BOXES isn't a show about race. It is a venue for everyone to tell their own story and to bear witness to the stories of others. In your community that might mean looking at what it means to be multi-racial but it could also mean tell the story of struggling to fit in as a trans person in a binary world. It can look at age, gender, class, sexuality or a multitude of other categories. The world puts us in boxes every day with every action we take. This show gives your community the opportunity to explore what that means to them and then decide if they want to break down the walls of their boxes or stand up on them and own it proudly.

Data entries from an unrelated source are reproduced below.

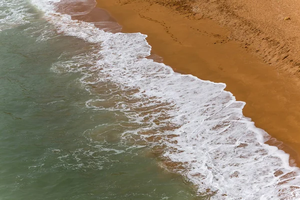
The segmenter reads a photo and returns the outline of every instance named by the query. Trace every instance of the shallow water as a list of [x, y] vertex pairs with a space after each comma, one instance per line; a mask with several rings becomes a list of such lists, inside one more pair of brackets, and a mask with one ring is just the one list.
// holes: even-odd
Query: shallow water
[[93, 1], [12, 2], [1, 2], [1, 199], [300, 196], [299, 169], [224, 84], [145, 58], [146, 36], [94, 24]]
[[86, 108], [79, 73], [53, 70], [64, 52], [88, 45], [36, 12], [0, 32], [0, 199], [194, 199], [146, 148], [120, 142], [114, 112]]

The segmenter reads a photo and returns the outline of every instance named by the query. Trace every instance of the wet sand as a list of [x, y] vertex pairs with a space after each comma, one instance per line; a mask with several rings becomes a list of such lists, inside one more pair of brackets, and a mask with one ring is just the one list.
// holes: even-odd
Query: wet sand
[[291, 154], [300, 164], [300, 92], [288, 73], [266, 64], [233, 41], [228, 28], [202, 16], [178, 12], [154, 1], [98, 0], [124, 32], [148, 36], [152, 52], [182, 74], [224, 82], [244, 115], [278, 140], [268, 142]]

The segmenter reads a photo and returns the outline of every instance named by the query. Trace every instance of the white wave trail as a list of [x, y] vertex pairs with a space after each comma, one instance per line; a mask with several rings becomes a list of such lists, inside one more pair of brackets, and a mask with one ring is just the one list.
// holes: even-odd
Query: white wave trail
[[28, 23], [28, 6], [26, 0], [0, 0], [0, 31]]
[[[196, 185], [200, 195], [210, 194], [213, 200], [300, 198], [299, 168], [289, 166], [288, 154], [264, 144], [266, 134], [243, 116], [245, 103], [224, 91], [225, 84], [176, 73], [145, 58], [151, 49], [146, 35], [106, 32], [56, 12], [53, 1], [32, 2], [58, 32], [100, 44], [98, 60], [84, 69], [90, 72], [82, 82], [110, 82], [124, 90], [134, 89], [130, 98], [138, 101], [119, 102], [115, 108], [127, 112], [134, 122], [149, 124], [132, 134], [152, 130], [162, 136], [167, 146], [164, 156], [184, 166], [176, 172]], [[156, 104], [168, 106], [146, 114], [134, 111]], [[163, 114], [168, 118], [160, 119]], [[170, 128], [160, 130], [166, 127]], [[163, 137], [170, 134], [176, 136]]]

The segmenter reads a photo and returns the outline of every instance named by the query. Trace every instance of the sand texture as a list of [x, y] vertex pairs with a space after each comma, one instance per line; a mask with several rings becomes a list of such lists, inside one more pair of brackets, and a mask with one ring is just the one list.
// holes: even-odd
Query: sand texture
[[[210, 8], [213, 9], [221, 2], [208, 2], [206, 5], [210, 2]], [[252, 118], [257, 127], [280, 141], [272, 139], [268, 143], [290, 154], [300, 164], [298, 78], [291, 77], [291, 74], [284, 70], [283, 66], [275, 68], [257, 56], [255, 50], [258, 47], [264, 48], [263, 43], [258, 48], [254, 48], [256, 41], [254, 38], [252, 42], [240, 42], [237, 40], [243, 36], [238, 35], [237, 30], [234, 31], [238, 30], [238, 26], [220, 26], [222, 22], [229, 26], [230, 22], [242, 23], [242, 21], [222, 18], [225, 11], [218, 11], [216, 8], [214, 12], [208, 8], [206, 12], [218, 16], [222, 20], [218, 21], [216, 18], [215, 20], [208, 20], [208, 18], [212, 16], [193, 11], [201, 2], [98, 0], [97, 2], [98, 6], [108, 10], [123, 26], [123, 32], [147, 34], [153, 54], [162, 57], [164, 62], [175, 70], [204, 80], [226, 83], [226, 90], [232, 92], [237, 100], [246, 102], [244, 115]], [[202, 9], [205, 10], [204, 8]], [[292, 19], [294, 16], [290, 16]], [[294, 23], [292, 20], [280, 20], [280, 22]], [[249, 38], [251, 34], [248, 35]], [[270, 43], [266, 45], [272, 46]], [[291, 57], [289, 56], [288, 59]], [[280, 62], [284, 60], [287, 58]]]

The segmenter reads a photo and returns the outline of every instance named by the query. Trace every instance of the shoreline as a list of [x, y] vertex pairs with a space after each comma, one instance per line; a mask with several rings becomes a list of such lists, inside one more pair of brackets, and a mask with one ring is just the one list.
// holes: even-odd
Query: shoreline
[[97, 6], [112, 14], [122, 32], [147, 34], [152, 52], [176, 72], [226, 84], [226, 90], [246, 102], [244, 115], [283, 142], [266, 143], [290, 154], [300, 165], [300, 94], [294, 80], [227, 40], [228, 30], [212, 21], [189, 18], [146, 0], [122, 2], [98, 0]]

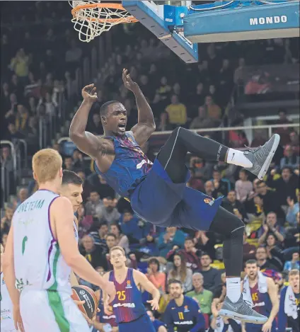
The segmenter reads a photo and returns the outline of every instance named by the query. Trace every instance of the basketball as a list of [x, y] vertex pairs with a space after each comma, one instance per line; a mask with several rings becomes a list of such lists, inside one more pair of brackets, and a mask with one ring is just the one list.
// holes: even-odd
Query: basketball
[[96, 312], [98, 301], [95, 292], [87, 286], [72, 287], [71, 298], [75, 301], [86, 301], [84, 304], [78, 306], [79, 310], [92, 319]]

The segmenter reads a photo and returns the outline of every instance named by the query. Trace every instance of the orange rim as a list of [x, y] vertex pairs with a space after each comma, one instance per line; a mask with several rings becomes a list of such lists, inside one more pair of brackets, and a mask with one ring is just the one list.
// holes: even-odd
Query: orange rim
[[[117, 10], [119, 11], [125, 11], [126, 9], [120, 4], [88, 4], [85, 5], [77, 6], [76, 7], [74, 8], [71, 13], [74, 18], [77, 18], [76, 13], [81, 10], [81, 9], [91, 9], [93, 8], [107, 8], [109, 9], [115, 9], [116, 13], [117, 13]], [[113, 15], [113, 13], [112, 13]], [[117, 14], [116, 14], [117, 15]], [[90, 21], [92, 22], [100, 22], [105, 23], [108, 22], [110, 23], [133, 23], [134, 22], [138, 22], [138, 20], [135, 18], [134, 16], [126, 16], [126, 17], [120, 17], [118, 18], [96, 18], [94, 17], [84, 17], [84, 20]]]

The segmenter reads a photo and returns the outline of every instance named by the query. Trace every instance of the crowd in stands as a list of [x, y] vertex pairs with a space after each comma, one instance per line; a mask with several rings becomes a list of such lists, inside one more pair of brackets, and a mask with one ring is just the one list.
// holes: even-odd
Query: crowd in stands
[[[25, 139], [32, 156], [40, 148], [41, 119], [47, 125], [53, 121], [55, 125], [46, 145], [59, 151], [64, 167], [76, 172], [83, 181], [83, 202], [78, 210], [81, 253], [103, 273], [111, 269], [110, 248], [123, 247], [128, 266], [146, 274], [161, 293], [156, 317], [163, 318], [171, 299], [168, 282], [175, 279], [182, 282], [185, 294], [197, 301], [203, 314], [216, 319], [226, 294], [222, 235], [184, 228], [161, 229], [141, 219], [129, 204], [93, 172], [85, 156], [76, 149], [67, 154], [52, 139], [65, 131], [65, 124], [59, 122], [58, 95], [63, 93], [64, 103], [71, 101], [73, 106], [78, 105], [79, 97], [68, 96], [67, 86], [90, 49], [77, 42], [71, 23], [64, 22], [69, 11], [64, 1], [58, 1], [55, 8], [50, 1], [38, 2], [34, 11], [19, 13], [23, 24], [31, 19], [35, 20], [35, 25], [23, 28], [17, 37], [13, 28], [1, 33], [1, 55], [5, 55], [1, 56], [1, 139], [15, 144], [20, 139]], [[51, 22], [59, 19], [59, 24], [52, 25]], [[62, 30], [60, 25], [67, 28]], [[131, 34], [138, 33], [137, 27], [127, 31], [117, 28], [126, 43], [113, 45], [96, 83], [99, 104], [110, 99], [124, 103], [128, 127], [136, 123], [137, 113], [133, 96], [122, 83], [123, 67], [128, 68], [147, 97], [158, 130], [166, 130], [178, 125], [191, 129], [219, 127], [226, 116], [234, 84], [241, 83], [245, 66], [299, 62], [294, 40], [278, 39], [204, 44], [200, 46], [200, 63], [186, 65], [141, 29], [141, 25], [140, 35], [132, 39]], [[98, 105], [92, 110], [88, 130], [101, 134], [98, 110]], [[284, 109], [279, 110], [278, 115], [278, 124], [289, 123]], [[214, 198], [224, 196], [222, 206], [245, 222], [244, 262], [256, 259], [260, 270], [272, 276], [279, 291], [288, 272], [299, 269], [299, 142], [296, 130], [279, 128], [277, 132], [284, 147], [262, 181], [234, 165], [194, 156], [187, 164], [192, 173], [188, 185]], [[266, 139], [265, 132], [258, 130], [249, 142], [245, 132], [238, 130], [229, 132], [226, 143], [235, 148], [244, 144], [256, 147]], [[151, 147], [144, 147], [144, 150], [153, 159]], [[15, 195], [1, 205], [1, 240], [5, 246], [15, 209], [37, 185], [33, 180], [16, 191], [19, 183], [13, 178], [8, 146], [1, 146], [1, 163], [11, 177], [9, 193]], [[146, 292], [144, 299], [148, 299]]]

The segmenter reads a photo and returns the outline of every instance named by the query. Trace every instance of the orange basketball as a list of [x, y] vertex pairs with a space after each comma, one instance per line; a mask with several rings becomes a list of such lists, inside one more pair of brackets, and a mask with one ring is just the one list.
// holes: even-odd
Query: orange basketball
[[90, 319], [95, 317], [97, 313], [98, 301], [93, 290], [87, 286], [74, 286], [72, 287], [71, 297], [75, 301], [85, 301], [86, 303], [78, 306], [79, 310]]

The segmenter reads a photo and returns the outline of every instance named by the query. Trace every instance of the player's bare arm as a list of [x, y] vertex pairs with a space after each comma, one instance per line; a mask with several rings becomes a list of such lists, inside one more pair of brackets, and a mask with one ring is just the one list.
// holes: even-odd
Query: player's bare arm
[[96, 159], [100, 153], [103, 140], [86, 132], [86, 128], [91, 108], [97, 101], [96, 91], [93, 84], [88, 85], [82, 89], [83, 101], [73, 118], [69, 130], [70, 138], [79, 150], [93, 159]]
[[143, 145], [155, 130], [153, 112], [139, 86], [131, 79], [127, 69], [123, 69], [122, 78], [125, 87], [134, 94], [138, 110], [138, 122], [131, 130], [137, 143]]
[[13, 259], [13, 227], [11, 226], [7, 237], [5, 252], [2, 261], [3, 274], [8, 291], [9, 297], [13, 305], [13, 321], [18, 331], [24, 332], [22, 318], [20, 313], [20, 292], [15, 287], [16, 274]]
[[99, 273], [80, 254], [74, 236], [73, 221], [73, 207], [71, 202], [64, 197], [57, 198], [50, 207], [50, 222], [64, 259], [78, 275], [100, 287], [114, 298], [115, 288], [113, 283], [104, 281]]
[[265, 323], [262, 327], [262, 332], [271, 331], [272, 324], [279, 309], [279, 300], [278, 299], [278, 292], [276, 285], [274, 282], [273, 280], [270, 277], [267, 278], [267, 292], [269, 294], [270, 299], [272, 302], [272, 310], [270, 313], [270, 316], [267, 323]]
[[159, 299], [161, 298], [159, 290], [155, 287], [153, 283], [149, 281], [147, 277], [146, 277], [144, 274], [142, 273], [142, 272], [134, 270], [133, 277], [134, 279], [134, 282], [137, 286], [146, 290], [152, 295], [152, 299], [147, 301], [147, 303], [151, 304], [152, 310], [158, 310], [159, 309]]

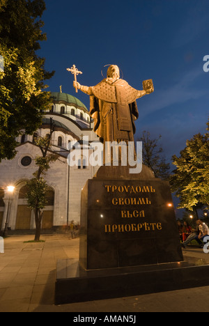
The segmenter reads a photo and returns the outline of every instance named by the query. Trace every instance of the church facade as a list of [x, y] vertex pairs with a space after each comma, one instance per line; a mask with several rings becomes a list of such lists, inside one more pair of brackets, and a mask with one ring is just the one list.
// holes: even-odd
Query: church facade
[[[10, 161], [0, 164], [0, 229], [6, 225], [11, 230], [35, 228], [33, 212], [27, 205], [26, 181], [37, 171], [34, 158], [41, 155], [36, 145], [36, 137], [49, 133], [50, 118], [56, 129], [52, 135], [51, 150], [59, 160], [51, 164], [45, 176], [49, 185], [47, 204], [43, 210], [42, 229], [69, 225], [71, 221], [79, 224], [81, 192], [86, 180], [92, 178], [97, 168], [88, 165], [86, 157], [78, 157], [77, 165], [68, 164], [69, 143], [88, 137], [89, 141], [98, 141], [93, 132], [93, 123], [85, 105], [77, 98], [63, 93], [52, 93], [51, 109], [45, 113], [42, 124], [33, 135], [22, 134], [17, 139], [17, 155]], [[91, 150], [89, 150], [91, 154]], [[13, 194], [8, 187], [13, 185]]]

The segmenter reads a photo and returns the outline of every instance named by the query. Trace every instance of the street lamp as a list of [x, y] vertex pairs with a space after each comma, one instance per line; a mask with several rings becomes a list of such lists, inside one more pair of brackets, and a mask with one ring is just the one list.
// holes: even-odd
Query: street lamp
[[3, 237], [6, 237], [7, 235], [8, 235], [7, 226], [8, 226], [8, 224], [10, 200], [11, 200], [12, 195], [13, 194], [13, 192], [15, 191], [15, 187], [14, 186], [13, 186], [13, 185], [9, 185], [9, 186], [7, 187], [7, 192], [8, 192], [8, 193], [9, 194], [9, 200], [8, 200], [8, 203], [6, 219], [6, 222], [5, 222], [5, 228], [4, 228], [4, 231], [3, 231]]

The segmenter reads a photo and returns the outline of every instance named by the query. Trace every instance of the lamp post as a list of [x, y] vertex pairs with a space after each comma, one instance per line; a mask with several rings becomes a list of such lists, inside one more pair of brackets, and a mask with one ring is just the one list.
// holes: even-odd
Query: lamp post
[[7, 214], [6, 214], [6, 223], [5, 223], [5, 228], [4, 228], [4, 231], [3, 233], [3, 237], [6, 237], [8, 235], [8, 228], [7, 226], [8, 224], [8, 219], [9, 219], [9, 210], [10, 210], [10, 201], [11, 201], [11, 197], [12, 195], [13, 194], [15, 190], [15, 187], [10, 185], [7, 187], [7, 192], [9, 194], [9, 199], [8, 199], [8, 208], [7, 208]]

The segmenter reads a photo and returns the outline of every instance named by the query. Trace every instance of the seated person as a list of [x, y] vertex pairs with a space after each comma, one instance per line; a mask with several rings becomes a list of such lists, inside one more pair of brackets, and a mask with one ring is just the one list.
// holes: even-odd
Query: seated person
[[183, 241], [185, 241], [189, 235], [192, 233], [191, 226], [185, 221], [183, 226]]
[[205, 244], [208, 242], [209, 237], [208, 226], [203, 223], [202, 219], [198, 219], [197, 224], [199, 225], [199, 234], [196, 235], [195, 240], [202, 240]]
[[190, 235], [188, 236], [187, 239], [182, 243], [182, 247], [183, 248], [185, 248], [186, 246], [194, 240], [196, 240], [201, 246], [203, 244], [203, 242], [199, 239], [199, 235], [200, 234], [199, 220], [196, 221], [196, 228], [192, 230], [192, 233], [191, 233]]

Structurally, BOXES can fit in any community regardless of size, experience, budget or time. The goal is to work with you to find the best way to represent your population. Because the material is generated by the ensemble in collaboration with the director we can accommodate for the fact that you have all singers and no dancers, or no singers but lots of writers. One of the best parts of this process is the ability to incorporate ALL of the ensemble's skills, not just the ones that land you a role in a traditional musical. Visual artists, musicians, writers, poets... Everyone is encouraged to share their stories in the vocabulary they are most comfortable with.
This is a perfect ensemble building production because there are no "leads" who get all the playing time and chorus who fill in around them. The entire ensemble stays on stage for the whole production to shine a light on the importance of listening as well as being heard. This also allows the members of the ensemble who aren't quite strong enough to carry a whole traditional show but who still have a lot of talent the opportunity to shine.
Boxes was originally created for the theatre department at Groton School in Groton, MA under the direction of Nicole Harris. Seventeen students were given the opportunity to tell their stories through the lens of the boxes that we are put (and put ourselves) in. The final product was a 90 minute piece of theatre combining existing songs and text with pieces written, arranged and created by the students.
I first came up with the idea for this show in July of 2016 after the Orlando Night Club shooting, which was promptly followed by the very public deaths of a number of black men across the country at the hands of the police. I was heartbroken and enraged to live in a country that still allowed hate and intolerance to run rampant. I needed a way that as an artist, a white woman from relative privilege, I could help combat racism, inequality and ignorance. In the following months I fine tuned my idea while watching the world spiral backwards to a time when basic human decency is confused with political correctness, facts have alternatives and vitriol and divisiveness are common practice.
Those original 17 students more than rose to the occasion, they exceeded all expectations with their strength, open minds and huge hearts. Groton's production was incredibly well received and sparked a flurry of conversations about the diversity and power of their community. Not only were the students commended for their talent as actors, singers and dancers but for the bravery they displaced in sharing their personal stories and the hope they inspired in each other.
As the production grew it became clear that this process was vital to these students and the community at large. The process itself was structured to work with the individuals in the room and the stories they needed to tell, making it a perfect model to be replicated in other communities.